To generate this graph, I extracted the timestamps of all my published posts with the following SQL query:
SELECT UNIX_TIMESTAMP(post_date) FROM wp_posts WHERE post_type='post' AND post_status='publish' INTO OUTFILE '/tmp/timestamps.txt';
… and then I graphed it with cal-heatmap, removed in-between labels in GIMP, and used Autodesk Sketchbook Pro to hand-write new labels. =)
5 comments
Raymond Zeitler
2013-05-16T18:39:03ZI like it the way it is, but weekly would be fine, too. About 25% of your content interests me, so that translates into opening your e-mail once or twice each week. I do like how the e-mail subject is your blog post title. I can tell at a glance if it's something I'm interested in. A weekly digest would be less convenient in that regard.
I really like the graph! I just copy / yank text into emacs and use a macro to get at the dates of my posts. The macro formats it all as CSV, and then the dates serve as the independent axis of an Excel scatterplot.
sachac
2013-05-17T03:32:54ZMmm, yes, that would be less convenient then. Maybe I can start my weekly review titles with some keywords to give people a sense of what's included, but there's only so much space of course. =)

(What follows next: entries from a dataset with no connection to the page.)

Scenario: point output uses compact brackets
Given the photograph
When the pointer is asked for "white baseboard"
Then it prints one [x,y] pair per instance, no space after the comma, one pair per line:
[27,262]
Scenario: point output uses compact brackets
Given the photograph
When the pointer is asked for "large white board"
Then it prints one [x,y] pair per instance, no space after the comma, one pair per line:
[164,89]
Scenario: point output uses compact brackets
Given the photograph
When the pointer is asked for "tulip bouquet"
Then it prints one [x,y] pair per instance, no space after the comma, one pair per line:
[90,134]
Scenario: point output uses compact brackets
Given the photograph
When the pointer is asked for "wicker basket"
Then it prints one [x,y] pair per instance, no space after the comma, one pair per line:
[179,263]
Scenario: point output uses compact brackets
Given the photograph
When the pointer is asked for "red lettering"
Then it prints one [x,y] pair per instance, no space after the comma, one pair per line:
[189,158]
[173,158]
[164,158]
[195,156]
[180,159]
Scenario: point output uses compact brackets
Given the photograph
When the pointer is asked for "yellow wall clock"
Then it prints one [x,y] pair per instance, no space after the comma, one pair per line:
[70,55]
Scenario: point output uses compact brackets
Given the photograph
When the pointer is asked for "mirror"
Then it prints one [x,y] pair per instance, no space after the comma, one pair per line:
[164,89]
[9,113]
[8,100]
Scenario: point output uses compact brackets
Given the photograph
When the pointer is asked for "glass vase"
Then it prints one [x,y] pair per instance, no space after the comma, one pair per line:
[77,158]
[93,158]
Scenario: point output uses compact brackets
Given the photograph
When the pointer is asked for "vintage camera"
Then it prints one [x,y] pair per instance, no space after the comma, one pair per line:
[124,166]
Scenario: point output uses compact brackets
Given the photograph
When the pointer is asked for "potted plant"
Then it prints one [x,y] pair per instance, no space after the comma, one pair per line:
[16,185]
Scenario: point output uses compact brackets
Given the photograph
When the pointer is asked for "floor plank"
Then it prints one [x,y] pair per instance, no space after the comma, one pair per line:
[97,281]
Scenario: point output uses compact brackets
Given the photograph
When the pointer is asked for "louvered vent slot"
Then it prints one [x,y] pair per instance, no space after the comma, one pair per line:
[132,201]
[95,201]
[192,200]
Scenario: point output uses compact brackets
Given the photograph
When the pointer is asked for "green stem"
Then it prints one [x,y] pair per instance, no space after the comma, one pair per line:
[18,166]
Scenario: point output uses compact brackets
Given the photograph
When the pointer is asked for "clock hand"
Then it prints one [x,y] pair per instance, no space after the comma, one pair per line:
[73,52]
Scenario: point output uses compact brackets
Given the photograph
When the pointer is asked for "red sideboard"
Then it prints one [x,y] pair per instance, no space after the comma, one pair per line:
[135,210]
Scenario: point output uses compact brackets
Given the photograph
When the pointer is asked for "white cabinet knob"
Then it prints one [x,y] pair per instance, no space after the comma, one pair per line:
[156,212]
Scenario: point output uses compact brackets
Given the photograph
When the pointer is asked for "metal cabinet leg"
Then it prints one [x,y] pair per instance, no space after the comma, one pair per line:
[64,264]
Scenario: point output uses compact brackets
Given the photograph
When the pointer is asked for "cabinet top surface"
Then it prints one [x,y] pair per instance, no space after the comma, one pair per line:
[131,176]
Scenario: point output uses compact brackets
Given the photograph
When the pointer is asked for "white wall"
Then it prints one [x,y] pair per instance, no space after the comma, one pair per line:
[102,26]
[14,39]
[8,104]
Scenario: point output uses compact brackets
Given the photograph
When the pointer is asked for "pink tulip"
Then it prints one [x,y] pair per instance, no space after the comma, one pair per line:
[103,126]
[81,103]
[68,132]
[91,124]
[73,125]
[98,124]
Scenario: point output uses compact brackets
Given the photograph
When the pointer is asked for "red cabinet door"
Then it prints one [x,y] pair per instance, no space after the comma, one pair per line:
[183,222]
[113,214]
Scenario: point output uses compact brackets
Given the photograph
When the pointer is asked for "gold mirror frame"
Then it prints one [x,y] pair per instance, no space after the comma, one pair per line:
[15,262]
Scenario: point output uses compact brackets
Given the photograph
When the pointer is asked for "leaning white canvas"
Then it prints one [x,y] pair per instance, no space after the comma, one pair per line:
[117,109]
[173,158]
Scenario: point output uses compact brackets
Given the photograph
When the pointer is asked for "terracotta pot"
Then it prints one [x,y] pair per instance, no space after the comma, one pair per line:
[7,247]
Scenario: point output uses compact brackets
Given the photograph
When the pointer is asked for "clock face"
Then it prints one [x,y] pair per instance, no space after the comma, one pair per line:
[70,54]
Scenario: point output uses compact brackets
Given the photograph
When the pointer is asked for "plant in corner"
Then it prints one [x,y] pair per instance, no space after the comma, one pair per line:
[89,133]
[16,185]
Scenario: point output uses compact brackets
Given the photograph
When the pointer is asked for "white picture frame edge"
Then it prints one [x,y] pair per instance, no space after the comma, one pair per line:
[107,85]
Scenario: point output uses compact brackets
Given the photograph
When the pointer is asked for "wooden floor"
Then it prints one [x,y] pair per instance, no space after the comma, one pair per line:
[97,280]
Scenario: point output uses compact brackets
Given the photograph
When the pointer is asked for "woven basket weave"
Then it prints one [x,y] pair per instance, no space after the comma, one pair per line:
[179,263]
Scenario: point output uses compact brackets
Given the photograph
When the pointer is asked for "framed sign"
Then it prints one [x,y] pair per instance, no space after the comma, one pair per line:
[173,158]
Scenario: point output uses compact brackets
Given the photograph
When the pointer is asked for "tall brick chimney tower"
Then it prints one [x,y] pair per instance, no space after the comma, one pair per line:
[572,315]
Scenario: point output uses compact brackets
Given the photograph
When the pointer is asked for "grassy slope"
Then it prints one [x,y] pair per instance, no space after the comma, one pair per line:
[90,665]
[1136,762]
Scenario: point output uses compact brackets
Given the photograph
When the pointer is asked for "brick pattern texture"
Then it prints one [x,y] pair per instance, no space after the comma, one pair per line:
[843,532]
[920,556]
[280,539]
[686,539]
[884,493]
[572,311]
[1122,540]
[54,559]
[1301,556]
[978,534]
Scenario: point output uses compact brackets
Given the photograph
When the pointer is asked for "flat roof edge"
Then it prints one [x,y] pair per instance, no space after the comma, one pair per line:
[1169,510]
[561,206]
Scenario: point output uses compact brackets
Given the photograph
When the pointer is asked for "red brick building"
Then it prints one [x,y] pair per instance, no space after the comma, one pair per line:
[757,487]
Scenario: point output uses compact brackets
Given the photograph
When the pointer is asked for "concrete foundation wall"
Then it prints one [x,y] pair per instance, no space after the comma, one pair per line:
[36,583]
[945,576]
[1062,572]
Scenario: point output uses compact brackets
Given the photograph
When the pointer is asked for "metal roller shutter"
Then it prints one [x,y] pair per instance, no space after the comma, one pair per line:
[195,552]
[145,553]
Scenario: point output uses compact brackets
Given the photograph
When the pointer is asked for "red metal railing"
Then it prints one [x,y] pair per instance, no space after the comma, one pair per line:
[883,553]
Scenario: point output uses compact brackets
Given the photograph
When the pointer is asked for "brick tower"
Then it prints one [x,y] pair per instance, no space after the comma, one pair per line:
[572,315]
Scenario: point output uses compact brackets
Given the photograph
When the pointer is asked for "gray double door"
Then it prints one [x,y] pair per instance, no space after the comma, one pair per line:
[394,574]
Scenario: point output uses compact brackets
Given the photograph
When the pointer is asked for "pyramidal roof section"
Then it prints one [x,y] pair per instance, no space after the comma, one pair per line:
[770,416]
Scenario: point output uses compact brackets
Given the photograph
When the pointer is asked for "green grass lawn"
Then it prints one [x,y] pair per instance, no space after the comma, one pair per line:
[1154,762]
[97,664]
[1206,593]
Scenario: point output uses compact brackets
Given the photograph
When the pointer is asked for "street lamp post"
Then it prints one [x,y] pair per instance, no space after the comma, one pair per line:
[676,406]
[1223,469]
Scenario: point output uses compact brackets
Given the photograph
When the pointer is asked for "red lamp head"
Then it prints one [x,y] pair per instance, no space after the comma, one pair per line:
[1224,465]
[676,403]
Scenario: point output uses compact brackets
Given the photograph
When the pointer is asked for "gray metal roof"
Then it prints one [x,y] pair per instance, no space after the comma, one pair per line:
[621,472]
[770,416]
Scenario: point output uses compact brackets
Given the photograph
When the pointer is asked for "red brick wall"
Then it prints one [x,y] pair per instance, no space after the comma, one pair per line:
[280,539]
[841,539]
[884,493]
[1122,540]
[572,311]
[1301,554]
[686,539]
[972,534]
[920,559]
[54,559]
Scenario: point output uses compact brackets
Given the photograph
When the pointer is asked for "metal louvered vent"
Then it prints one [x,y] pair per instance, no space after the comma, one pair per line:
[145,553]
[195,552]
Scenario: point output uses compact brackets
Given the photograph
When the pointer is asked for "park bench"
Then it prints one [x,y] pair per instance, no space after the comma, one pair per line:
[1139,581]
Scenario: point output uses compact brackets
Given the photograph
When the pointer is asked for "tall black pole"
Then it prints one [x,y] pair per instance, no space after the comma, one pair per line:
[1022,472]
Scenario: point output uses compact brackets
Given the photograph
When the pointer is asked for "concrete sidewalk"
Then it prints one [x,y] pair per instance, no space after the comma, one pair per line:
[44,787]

Cal-heatmap turns out to be a handy way to see time data. I found it sometimes difficult to fight with Excel about what I wanted to have as the axes of my scatterplots, but I use Excel for lots of other charts (and pivot tables! =) ). I should probably write a blog post on how to use it and other Javascript graphing tools.
Rod Morehead
2013-05-17T04:47:16ZReally enjoy your Technology (especially Emacs) and productivity related posts.
I prefer and use RSS rather than E-mail newsletters for keeping track of new posts.
sachac
2013-05-17T13:13:59ZThanks for the encouragement! I'm looking forward to learning and sharing more about those topics. =)
I've added weekly and monthly RSS/email options, in addition to the daily one that's already there. =D Hope people find them useful!